Obviously, your mind goes to protecting your homestead and with just cause. Consideration needs to be given to proper security, deadbolts, long screws, security systems, etc. as the first steps in protecting your property. You’ll find several articles on this topic alone. This article isn’t about how to fortify your home, but about preparing for the eventuality of being a victim of either a property crime or mother nature. Whether it’s against fire, flood and mother nature these steps do very little. In the case of property crimes, they go a long way, but as you watch the evening news, you see time after time, a determined thief will get past defenses and leave you feeling vulnerable. Facing the inevitable, some reading this have or will be a victim of any one of the scenarios I’ve laid out before you. What you’ve done before this happens determines how well and how quickly you can recover. We’ve spent an enormous amount of time, energy and dollars preparing ourselves for when the Schumer and the fan come together. Let’s discuss how a small amount of time and energy and a cost of little to no money can minimize the impact.
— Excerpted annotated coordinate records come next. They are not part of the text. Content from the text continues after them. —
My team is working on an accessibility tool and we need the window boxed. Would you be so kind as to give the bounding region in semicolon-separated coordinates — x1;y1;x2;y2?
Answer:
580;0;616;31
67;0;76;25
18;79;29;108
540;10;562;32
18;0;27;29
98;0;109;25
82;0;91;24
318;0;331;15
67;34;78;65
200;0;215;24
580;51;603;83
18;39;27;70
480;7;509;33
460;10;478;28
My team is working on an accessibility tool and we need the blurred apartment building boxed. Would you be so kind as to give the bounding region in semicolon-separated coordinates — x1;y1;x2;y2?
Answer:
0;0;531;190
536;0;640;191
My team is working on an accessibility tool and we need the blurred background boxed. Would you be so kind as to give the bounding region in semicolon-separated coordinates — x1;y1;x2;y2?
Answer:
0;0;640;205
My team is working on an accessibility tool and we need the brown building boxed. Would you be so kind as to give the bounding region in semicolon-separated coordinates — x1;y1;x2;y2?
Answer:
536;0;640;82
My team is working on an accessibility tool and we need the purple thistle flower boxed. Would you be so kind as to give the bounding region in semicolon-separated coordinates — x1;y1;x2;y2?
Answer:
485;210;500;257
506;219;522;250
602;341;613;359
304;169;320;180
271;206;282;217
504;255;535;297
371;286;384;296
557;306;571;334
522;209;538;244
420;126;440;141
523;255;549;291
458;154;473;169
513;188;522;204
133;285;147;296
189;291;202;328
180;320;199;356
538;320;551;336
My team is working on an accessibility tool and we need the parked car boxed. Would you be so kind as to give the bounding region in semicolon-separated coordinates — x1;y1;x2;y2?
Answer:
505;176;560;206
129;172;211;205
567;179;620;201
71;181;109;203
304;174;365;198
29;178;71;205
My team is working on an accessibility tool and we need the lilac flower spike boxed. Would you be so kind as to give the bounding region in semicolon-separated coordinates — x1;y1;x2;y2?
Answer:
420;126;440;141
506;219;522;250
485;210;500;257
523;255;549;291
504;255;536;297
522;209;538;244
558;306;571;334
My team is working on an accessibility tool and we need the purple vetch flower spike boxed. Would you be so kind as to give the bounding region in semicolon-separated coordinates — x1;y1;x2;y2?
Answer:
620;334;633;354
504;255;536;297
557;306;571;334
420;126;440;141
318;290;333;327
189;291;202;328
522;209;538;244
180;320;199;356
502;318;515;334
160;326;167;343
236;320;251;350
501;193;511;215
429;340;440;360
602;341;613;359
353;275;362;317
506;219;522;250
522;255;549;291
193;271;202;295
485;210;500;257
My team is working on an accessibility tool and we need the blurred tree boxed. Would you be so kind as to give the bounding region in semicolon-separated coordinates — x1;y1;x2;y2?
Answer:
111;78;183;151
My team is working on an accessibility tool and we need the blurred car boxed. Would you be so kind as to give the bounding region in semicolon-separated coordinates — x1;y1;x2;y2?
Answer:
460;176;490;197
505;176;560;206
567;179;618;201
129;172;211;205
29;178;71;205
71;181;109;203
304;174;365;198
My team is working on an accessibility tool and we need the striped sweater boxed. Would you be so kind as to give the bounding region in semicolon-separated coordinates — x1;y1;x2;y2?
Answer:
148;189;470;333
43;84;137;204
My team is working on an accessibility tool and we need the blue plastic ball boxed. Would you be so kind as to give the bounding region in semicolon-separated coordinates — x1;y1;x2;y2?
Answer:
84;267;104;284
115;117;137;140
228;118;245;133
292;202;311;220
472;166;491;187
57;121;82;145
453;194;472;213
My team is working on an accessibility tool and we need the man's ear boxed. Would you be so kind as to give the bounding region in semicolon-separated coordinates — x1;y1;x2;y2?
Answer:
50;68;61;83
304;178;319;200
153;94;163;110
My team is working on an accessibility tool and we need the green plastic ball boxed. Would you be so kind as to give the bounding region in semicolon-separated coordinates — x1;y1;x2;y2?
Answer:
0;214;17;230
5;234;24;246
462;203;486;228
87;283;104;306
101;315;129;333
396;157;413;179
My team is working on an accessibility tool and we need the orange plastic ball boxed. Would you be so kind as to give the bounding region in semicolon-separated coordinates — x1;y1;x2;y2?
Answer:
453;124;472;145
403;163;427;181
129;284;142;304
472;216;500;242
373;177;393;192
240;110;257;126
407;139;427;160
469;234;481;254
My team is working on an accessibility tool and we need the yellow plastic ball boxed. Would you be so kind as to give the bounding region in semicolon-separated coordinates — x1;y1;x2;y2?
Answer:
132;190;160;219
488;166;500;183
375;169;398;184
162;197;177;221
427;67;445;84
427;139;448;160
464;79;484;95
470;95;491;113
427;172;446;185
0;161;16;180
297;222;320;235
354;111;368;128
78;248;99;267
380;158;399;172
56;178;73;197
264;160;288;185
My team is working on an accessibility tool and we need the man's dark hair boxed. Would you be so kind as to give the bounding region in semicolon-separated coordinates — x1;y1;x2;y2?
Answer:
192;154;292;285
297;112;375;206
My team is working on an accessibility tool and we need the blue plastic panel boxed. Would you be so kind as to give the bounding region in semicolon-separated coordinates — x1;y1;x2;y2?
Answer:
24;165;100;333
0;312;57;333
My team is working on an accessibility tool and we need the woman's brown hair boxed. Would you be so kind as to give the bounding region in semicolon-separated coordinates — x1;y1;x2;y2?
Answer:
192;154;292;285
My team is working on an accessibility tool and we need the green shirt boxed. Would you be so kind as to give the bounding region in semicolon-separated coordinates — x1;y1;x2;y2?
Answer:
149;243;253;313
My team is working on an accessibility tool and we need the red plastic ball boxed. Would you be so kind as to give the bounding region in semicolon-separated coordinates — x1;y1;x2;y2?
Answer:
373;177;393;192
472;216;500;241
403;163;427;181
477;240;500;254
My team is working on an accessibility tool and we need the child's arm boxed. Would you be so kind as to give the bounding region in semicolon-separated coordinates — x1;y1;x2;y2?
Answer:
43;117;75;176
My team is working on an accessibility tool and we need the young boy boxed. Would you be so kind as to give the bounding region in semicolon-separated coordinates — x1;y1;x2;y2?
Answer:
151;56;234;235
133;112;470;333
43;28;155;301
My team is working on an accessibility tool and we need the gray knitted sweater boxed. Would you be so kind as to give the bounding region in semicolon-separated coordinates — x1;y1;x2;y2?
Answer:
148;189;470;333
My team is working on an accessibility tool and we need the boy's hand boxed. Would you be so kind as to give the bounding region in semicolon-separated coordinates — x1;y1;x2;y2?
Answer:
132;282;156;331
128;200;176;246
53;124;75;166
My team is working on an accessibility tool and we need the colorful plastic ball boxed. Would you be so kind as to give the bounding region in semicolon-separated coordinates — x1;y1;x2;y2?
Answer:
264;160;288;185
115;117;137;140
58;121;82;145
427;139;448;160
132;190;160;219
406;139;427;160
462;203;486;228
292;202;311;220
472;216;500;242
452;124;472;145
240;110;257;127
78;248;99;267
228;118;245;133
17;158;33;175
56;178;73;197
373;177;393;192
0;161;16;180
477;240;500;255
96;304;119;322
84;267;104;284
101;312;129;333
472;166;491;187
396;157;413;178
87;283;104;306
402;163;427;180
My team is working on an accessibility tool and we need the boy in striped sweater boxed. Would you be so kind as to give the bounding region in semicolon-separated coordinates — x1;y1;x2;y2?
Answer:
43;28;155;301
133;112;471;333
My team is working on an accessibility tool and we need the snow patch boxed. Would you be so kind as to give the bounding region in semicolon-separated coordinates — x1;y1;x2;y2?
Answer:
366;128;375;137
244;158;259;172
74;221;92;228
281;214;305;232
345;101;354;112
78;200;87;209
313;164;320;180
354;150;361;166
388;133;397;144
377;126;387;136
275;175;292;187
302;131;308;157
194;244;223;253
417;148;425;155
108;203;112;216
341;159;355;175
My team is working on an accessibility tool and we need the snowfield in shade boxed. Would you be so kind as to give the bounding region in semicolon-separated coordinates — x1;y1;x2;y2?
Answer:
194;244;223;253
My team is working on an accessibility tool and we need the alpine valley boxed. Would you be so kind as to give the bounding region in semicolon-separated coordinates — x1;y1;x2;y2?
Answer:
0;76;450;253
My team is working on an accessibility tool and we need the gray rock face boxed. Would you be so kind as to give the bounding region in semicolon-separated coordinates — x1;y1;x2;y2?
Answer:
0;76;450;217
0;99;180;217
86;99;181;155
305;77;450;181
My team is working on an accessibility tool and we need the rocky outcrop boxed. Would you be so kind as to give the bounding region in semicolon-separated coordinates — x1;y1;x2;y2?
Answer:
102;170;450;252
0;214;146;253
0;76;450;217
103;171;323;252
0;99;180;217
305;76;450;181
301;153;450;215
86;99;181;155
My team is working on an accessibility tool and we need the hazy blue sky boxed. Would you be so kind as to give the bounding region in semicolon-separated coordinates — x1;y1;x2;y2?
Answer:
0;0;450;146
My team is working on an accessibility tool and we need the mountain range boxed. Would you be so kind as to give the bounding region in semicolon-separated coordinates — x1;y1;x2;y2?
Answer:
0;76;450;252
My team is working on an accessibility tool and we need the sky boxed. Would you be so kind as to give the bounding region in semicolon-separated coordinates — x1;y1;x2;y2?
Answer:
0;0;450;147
Over the years, I’ve taken hundreds of police reports from residential and business victims of burglaries and larcenies. I’ve always recommended that these individuals purchase a spiral notebook to record what they have in inventory. It is obviously too late at that moment, but for the next time. I’ve told them, no one will steal a spiral notebook, they don’t need it or want it. You could document all you own and have it in stored on a laptop or tablet but you run the risk of having that laptop or tablet stolen, lost or destroyed. Start with any room in your home or business, and list everything that has a make, model and serial number or is of any value to you. It’s also a good idea to document the date you purchased it and how much it cost.